But I think there might be too many features. I was told by the people from NIXTLA that the models do not perform feature selection, that is also why I am kind of confused.
j
No real feature selection. But the splitting in tree based models is doing this a bit by deciding how to split and how to use the features in the end. This is less strict than in an ols for example
b
Then is there a way to see feature importance given by the models that you are aware of?
j
there is a package for feature importance. this is copy paste from chatgpt. something like this should work. maybe you need to play around a bit to make it run:
Copy code
from sklearn.inspection import permutation_importance
import matplotlib.pyplot as plt

# Suppose you extract the best model (or any fitted model) from MLForecast:
best_model = auto_mlf.best_model_

# Prepare your validation data in the format expected by your pipeline.
# (Make sure to include all features that your pipeline expects.)
X_val = validation_df.drop(columns=['y'])
y_val = validation_df['y']

# Compute permutation importance.

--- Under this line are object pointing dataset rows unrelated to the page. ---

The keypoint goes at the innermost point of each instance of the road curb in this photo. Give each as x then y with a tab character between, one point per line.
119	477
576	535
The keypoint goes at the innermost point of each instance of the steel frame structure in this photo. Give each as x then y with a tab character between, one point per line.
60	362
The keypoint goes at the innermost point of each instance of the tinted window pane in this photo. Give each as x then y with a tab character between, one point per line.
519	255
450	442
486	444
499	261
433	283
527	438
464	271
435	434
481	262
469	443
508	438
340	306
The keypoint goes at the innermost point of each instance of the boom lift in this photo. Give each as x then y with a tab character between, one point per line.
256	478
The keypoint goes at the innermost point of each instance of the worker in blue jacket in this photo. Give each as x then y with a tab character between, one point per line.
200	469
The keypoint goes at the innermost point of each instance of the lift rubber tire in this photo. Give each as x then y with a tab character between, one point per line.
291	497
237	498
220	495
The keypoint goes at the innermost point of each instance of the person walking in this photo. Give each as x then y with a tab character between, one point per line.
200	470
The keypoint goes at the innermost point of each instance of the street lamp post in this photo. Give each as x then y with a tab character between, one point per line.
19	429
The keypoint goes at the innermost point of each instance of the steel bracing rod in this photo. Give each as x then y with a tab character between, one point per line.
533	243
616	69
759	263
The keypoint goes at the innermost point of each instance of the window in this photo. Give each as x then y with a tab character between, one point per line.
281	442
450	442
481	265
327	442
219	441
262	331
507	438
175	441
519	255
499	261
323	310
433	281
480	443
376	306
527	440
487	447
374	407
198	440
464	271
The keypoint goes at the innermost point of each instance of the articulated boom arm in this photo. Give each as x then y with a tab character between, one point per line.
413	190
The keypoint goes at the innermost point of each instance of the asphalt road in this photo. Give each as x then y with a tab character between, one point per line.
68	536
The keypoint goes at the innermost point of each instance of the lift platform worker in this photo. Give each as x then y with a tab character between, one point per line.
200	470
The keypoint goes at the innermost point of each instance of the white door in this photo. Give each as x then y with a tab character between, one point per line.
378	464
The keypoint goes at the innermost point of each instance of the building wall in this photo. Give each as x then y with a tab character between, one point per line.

Choose an appropriate scoring metric (e.g., neg_mean_absolute_error).
result = permutation_importance(
    best_model, 
    X_val, 
    y_val, 
    scoring='neg_mean_absolute_error', 
    n_repeats=10, 
    random_state=42
)

# For example, plot the mean importance values:
plt.figure(figsize=(10, 6))
plt.bar(range(len(result.importances_mean)), result.importances_mean, yerr=result.importances_std)
plt.xticks(range(len(result.importances_mean)), X_val.columns, rotation=45)
plt.ylabel("Decrease in MAE")
plt.title("Permutation Feature Importance")
plt.show()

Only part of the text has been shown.